El desespero por encontrar respuestas puede incluso aumentar el conflicto. En Indonesia, luego de una larga cadena de violaciones de Derechos Humanos en contra la población civil, en un marco de creciente impunidad, algunas de las víctimas terminaron uniéndose a la lucha armada. Hubiera bastado un modelo adecuado de acceso a la justicia para evitar que las víctimas se volvieran combatientes.

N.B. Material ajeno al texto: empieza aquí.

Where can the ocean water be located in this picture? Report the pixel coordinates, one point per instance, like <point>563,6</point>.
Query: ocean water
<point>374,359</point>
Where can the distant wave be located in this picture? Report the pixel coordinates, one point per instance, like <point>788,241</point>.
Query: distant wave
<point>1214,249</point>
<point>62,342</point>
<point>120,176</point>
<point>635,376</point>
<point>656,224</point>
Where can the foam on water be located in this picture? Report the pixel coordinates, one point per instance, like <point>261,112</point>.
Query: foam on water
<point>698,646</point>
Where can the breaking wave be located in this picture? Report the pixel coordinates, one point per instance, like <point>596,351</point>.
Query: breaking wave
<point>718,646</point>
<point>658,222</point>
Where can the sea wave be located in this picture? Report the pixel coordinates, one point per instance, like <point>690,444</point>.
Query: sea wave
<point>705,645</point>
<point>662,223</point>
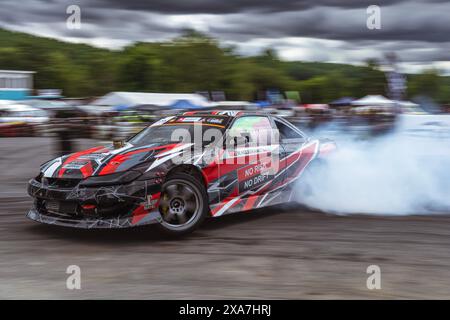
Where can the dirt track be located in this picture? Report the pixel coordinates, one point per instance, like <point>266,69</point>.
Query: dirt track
<point>273,253</point>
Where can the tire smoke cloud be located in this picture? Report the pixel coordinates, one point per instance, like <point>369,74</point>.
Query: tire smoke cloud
<point>404,172</point>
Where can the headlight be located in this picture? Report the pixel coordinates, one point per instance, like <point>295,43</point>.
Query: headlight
<point>111,179</point>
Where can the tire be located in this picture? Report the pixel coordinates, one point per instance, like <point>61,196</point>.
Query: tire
<point>183,205</point>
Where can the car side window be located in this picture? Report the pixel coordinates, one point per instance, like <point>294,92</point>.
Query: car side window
<point>256,130</point>
<point>287,133</point>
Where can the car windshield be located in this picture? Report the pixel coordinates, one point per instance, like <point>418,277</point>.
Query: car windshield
<point>175,133</point>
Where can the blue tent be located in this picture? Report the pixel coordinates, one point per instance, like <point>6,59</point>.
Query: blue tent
<point>184,104</point>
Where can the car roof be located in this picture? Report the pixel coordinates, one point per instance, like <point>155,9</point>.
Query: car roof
<point>229,113</point>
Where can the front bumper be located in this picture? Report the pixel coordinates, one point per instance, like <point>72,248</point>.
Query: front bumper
<point>120,206</point>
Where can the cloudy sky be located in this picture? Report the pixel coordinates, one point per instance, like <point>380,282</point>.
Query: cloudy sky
<point>321,30</point>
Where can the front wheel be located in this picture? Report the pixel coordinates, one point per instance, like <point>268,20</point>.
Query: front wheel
<point>183,204</point>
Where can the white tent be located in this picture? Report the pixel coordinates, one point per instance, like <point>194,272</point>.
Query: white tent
<point>375,100</point>
<point>130,99</point>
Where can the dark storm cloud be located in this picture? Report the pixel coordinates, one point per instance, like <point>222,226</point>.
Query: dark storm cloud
<point>232,6</point>
<point>418,30</point>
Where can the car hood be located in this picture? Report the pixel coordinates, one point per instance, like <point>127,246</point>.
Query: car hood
<point>104,160</point>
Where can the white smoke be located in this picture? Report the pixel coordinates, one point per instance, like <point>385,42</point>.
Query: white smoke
<point>404,172</point>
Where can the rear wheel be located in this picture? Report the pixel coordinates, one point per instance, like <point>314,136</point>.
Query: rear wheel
<point>183,204</point>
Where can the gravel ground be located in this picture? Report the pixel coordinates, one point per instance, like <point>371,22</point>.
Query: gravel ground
<point>272,253</point>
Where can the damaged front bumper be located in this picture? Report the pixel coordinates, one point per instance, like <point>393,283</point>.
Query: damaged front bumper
<point>118,206</point>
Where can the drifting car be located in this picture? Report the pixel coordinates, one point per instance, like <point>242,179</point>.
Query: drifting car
<point>237,161</point>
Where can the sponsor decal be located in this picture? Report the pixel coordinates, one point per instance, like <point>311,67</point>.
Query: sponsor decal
<point>75,165</point>
<point>254,175</point>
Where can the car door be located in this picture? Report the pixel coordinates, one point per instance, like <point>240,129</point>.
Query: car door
<point>250,160</point>
<point>297,150</point>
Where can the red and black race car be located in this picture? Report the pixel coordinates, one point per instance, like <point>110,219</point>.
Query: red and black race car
<point>177,172</point>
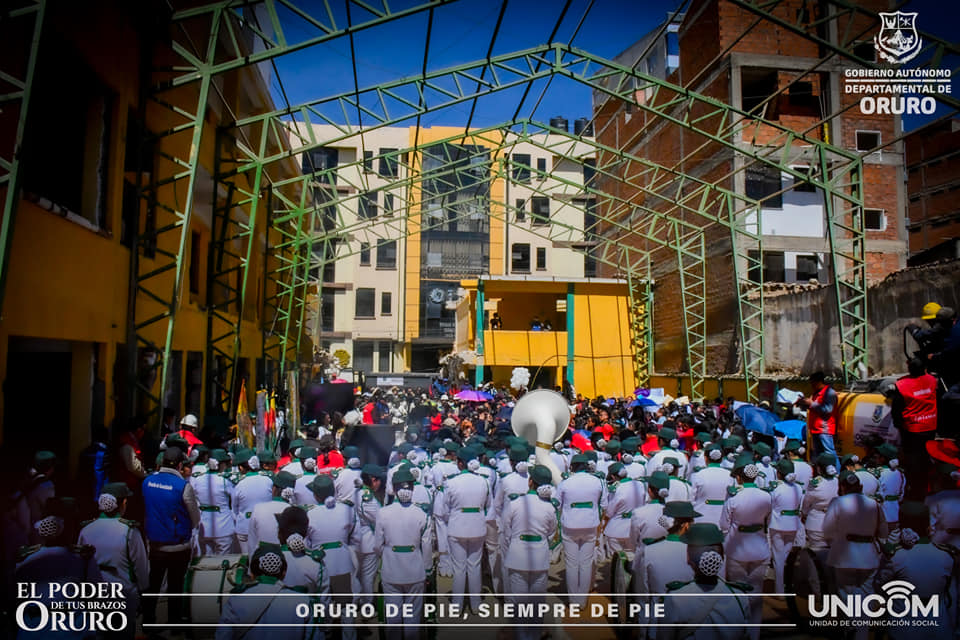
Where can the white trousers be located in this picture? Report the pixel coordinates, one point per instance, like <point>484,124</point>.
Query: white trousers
<point>466,554</point>
<point>534,583</point>
<point>579,557</point>
<point>781,543</point>
<point>402,596</point>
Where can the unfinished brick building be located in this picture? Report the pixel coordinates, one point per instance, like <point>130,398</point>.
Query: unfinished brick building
<point>760,66</point>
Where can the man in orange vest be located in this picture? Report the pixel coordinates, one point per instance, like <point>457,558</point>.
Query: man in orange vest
<point>914,413</point>
<point>821,416</point>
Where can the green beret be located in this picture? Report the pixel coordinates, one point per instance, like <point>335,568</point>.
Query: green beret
<point>402,475</point>
<point>703,534</point>
<point>540,475</point>
<point>374,470</point>
<point>784,466</point>
<point>321,486</point>
<point>518,452</point>
<point>284,480</point>
<point>887,451</point>
<point>658,480</point>
<point>679,509</point>
<point>117,490</point>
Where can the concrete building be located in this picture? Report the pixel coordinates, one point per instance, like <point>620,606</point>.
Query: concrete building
<point>716,49</point>
<point>486,205</point>
<point>933,181</point>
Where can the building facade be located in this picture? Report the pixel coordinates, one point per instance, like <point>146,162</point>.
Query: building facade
<point>730,54</point>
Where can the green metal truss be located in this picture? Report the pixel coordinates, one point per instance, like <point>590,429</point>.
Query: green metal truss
<point>25,19</point>
<point>666,200</point>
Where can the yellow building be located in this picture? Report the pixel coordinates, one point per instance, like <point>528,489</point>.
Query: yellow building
<point>64,334</point>
<point>588,343</point>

Una tendencia observada en muchos conflictos es el egoísmo de la victimización; es decir, la convicción dogmática de que son “más víctimas” aquellas con las que tengo mayor identidad política o ideológica. Para los combatientes de Hizbollah, las víctimas son los civiles que apoyan el régimen Bashar al Assad; para los combatientes del rebelde ELS, las víctimas son los civiles afectados por las acciones del Estado sirio. Esta manipulación instrumentaliza a la víctima, enquista el conflicto y cierra el dialogo social al desconocer el dolor de una parte de la sociedad.

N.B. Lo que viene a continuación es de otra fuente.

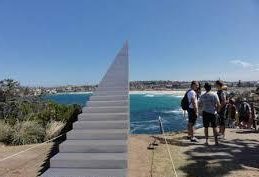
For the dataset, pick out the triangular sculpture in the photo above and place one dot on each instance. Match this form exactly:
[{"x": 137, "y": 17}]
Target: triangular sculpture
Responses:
[{"x": 97, "y": 144}]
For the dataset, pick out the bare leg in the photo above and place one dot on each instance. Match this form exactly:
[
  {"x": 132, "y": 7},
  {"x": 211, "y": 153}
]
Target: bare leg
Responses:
[
  {"x": 206, "y": 132},
  {"x": 215, "y": 133},
  {"x": 190, "y": 130}
]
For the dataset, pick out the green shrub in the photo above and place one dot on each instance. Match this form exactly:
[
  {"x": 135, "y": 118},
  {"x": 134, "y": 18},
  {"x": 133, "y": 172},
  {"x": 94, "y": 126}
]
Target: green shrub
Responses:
[
  {"x": 28, "y": 132},
  {"x": 6, "y": 132},
  {"x": 53, "y": 129}
]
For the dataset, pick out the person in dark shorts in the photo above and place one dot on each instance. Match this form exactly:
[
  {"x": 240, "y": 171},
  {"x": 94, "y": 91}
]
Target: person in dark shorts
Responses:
[
  {"x": 209, "y": 103},
  {"x": 192, "y": 110},
  {"x": 244, "y": 112},
  {"x": 222, "y": 110}
]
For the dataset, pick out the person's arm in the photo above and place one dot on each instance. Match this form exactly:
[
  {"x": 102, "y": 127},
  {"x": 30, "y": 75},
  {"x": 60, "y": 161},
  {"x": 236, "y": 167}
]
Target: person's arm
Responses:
[
  {"x": 194, "y": 103},
  {"x": 223, "y": 100},
  {"x": 218, "y": 103}
]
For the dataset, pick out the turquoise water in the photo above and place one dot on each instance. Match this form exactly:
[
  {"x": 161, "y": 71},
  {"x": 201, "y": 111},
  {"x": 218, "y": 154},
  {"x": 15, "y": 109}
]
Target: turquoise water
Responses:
[{"x": 144, "y": 111}]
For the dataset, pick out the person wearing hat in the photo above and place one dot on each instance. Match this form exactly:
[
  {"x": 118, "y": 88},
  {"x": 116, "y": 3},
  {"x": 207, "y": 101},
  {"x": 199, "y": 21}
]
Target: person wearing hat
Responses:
[
  {"x": 209, "y": 103},
  {"x": 231, "y": 113},
  {"x": 222, "y": 110}
]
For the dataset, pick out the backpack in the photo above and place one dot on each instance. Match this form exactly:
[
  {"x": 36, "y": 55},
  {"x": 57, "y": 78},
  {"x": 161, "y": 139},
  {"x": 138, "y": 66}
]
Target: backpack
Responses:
[
  {"x": 243, "y": 109},
  {"x": 185, "y": 101}
]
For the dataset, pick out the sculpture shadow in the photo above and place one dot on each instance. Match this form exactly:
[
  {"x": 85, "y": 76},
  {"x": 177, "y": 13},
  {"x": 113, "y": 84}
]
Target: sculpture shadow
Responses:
[
  {"x": 217, "y": 161},
  {"x": 55, "y": 147}
]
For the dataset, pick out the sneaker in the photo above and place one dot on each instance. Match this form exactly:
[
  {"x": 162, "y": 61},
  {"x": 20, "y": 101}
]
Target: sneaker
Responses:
[{"x": 194, "y": 139}]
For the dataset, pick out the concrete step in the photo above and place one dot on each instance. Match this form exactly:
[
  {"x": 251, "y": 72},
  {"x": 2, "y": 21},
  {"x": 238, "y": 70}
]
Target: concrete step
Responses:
[
  {"x": 109, "y": 98},
  {"x": 112, "y": 89},
  {"x": 79, "y": 172},
  {"x": 107, "y": 103},
  {"x": 100, "y": 125},
  {"x": 114, "y": 109},
  {"x": 94, "y": 146},
  {"x": 106, "y": 93},
  {"x": 102, "y": 134},
  {"x": 89, "y": 160},
  {"x": 103, "y": 116}
]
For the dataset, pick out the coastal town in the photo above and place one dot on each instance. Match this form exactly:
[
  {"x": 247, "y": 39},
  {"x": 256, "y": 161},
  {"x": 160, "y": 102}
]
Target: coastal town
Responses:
[{"x": 137, "y": 86}]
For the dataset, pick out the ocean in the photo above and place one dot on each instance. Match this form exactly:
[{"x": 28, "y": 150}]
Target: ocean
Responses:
[{"x": 145, "y": 109}]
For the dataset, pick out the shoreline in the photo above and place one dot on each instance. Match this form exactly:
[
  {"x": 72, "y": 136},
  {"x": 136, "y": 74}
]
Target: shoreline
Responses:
[{"x": 162, "y": 92}]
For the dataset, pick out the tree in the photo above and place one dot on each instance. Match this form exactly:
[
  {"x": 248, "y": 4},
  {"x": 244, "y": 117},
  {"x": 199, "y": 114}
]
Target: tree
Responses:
[{"x": 10, "y": 87}]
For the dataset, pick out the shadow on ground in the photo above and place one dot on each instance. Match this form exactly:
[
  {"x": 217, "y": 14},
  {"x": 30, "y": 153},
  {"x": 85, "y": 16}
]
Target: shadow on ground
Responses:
[
  {"x": 55, "y": 148},
  {"x": 218, "y": 161}
]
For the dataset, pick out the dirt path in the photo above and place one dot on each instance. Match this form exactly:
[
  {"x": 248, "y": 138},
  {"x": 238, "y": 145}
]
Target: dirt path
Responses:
[
  {"x": 237, "y": 156},
  {"x": 26, "y": 164}
]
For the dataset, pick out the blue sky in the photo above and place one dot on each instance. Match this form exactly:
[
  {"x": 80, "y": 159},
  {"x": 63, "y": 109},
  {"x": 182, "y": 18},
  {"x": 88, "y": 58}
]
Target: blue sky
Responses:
[{"x": 59, "y": 42}]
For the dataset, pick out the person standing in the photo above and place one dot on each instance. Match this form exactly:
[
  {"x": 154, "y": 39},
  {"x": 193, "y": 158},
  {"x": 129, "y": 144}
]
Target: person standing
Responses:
[
  {"x": 244, "y": 113},
  {"x": 222, "y": 110},
  {"x": 192, "y": 110},
  {"x": 209, "y": 103},
  {"x": 231, "y": 110}
]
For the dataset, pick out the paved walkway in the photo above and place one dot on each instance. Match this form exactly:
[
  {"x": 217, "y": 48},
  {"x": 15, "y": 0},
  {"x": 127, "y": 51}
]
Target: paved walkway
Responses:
[
  {"x": 237, "y": 155},
  {"x": 97, "y": 145}
]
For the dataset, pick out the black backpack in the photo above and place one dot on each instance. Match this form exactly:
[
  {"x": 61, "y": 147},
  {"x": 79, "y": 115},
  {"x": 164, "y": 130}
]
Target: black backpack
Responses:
[
  {"x": 185, "y": 101},
  {"x": 243, "y": 109}
]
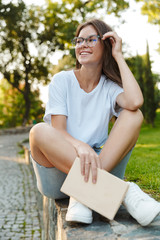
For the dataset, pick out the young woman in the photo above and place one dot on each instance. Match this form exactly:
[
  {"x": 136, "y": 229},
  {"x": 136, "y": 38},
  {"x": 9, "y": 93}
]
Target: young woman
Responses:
[{"x": 81, "y": 104}]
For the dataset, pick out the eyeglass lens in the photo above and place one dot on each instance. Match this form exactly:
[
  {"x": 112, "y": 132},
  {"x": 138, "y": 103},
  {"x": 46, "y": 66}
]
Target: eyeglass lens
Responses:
[{"x": 91, "y": 41}]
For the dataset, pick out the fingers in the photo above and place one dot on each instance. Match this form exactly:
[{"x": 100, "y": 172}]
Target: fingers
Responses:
[
  {"x": 90, "y": 163},
  {"x": 111, "y": 35}
]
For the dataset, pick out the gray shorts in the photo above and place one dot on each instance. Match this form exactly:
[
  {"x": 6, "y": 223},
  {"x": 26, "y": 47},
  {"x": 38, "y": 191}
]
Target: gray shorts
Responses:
[{"x": 50, "y": 180}]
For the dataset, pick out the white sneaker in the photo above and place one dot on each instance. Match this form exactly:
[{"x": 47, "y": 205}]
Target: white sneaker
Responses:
[
  {"x": 78, "y": 212},
  {"x": 140, "y": 205}
]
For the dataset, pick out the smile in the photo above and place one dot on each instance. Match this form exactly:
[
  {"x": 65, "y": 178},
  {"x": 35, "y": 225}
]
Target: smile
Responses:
[{"x": 85, "y": 53}]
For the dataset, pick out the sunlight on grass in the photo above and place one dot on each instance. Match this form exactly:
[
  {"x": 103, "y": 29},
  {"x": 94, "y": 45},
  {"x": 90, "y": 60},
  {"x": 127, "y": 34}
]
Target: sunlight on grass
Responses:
[{"x": 144, "y": 165}]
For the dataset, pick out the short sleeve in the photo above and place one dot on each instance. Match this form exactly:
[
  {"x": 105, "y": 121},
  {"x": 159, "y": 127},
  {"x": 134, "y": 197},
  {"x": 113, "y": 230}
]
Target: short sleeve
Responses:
[
  {"x": 115, "y": 90},
  {"x": 56, "y": 104}
]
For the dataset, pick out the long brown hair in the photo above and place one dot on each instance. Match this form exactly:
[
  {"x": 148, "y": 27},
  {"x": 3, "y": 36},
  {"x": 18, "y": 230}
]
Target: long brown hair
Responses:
[{"x": 110, "y": 66}]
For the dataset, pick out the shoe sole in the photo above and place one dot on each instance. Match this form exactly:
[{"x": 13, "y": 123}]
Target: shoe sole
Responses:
[
  {"x": 154, "y": 214},
  {"x": 73, "y": 218}
]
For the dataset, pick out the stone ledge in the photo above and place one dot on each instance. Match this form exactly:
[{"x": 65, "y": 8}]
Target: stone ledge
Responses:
[
  {"x": 123, "y": 227},
  {"x": 17, "y": 130}
]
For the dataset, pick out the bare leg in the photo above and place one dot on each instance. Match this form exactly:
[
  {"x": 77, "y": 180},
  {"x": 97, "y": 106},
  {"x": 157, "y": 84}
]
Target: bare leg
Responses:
[
  {"x": 50, "y": 149},
  {"x": 122, "y": 138}
]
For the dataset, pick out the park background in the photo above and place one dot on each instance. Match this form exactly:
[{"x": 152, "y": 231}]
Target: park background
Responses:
[{"x": 35, "y": 43}]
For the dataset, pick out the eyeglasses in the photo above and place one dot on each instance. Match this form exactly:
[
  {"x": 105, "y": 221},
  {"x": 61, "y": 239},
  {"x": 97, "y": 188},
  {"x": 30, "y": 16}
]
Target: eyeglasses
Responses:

Los reclamos de verdad, justicia y reparación deben ser atendidos reconociendo el peso vital y existencial de tales procesos en las víctimas. De la misma manera, los requerimientos de ayuda material deben ser oportunos y adecuados. En otras palabras, no puede negarse la ayuda material cuando esta se requiera so pretexto de evitar “el asistencialismo”. Igualmente, cuando una víctima solicita justicia no debe respondérsele con la entrega de alimentos.

La víctima tiene derecho, de manera imperativa, a ser reconocida en calidad de sujeto político. Esto echa por tierra todo tipo de manipulación que busque imponerle a éstas un supuesto discurso de “neutralidad”. La movilización social y política no es un privilegio para las personas que no han sido víctimas de un conflicto sino que es, precisamente, un espacio para que la víctima se supere como tal y ejerza su condición de ciudadano.

Lo anterior fue uno de los grandes debates cotidianos en el manejo de los campos de desplazados en Darfur, en donde las víctimas hacían manifestaciones, creaban organizaciones y generaban demandas de justicia. A todo esto, el gobierno respondía con una profunda criminalización de la protesta y la sistemática negación del carácter de víctima a todo desplazado que no se resignara a ser un sujeto pasivo.

Los poderosos, los sujetos armados, tienden a negar la naturaleza de víctima de los afectados por la guerra y a veces hasta su propia naturaleza humana. Los judíos se volvieron durante el Holocausto en “los piojos”; los tutsis en Ruanda fueron simplemente “cucarachas”. En Siria, Palestina y Chechenia, las víctimas que se oponen a sus opresores y que exigen respeto se les llama “terroristas”. La intolerancia social y política es uno de los ingredientes para negarles a las víctimas la condición de tal y hasta de seres humanos. Como solía decir un amigo, “una víctima es alguien como tú o como yo, pero que está en un mal momento”.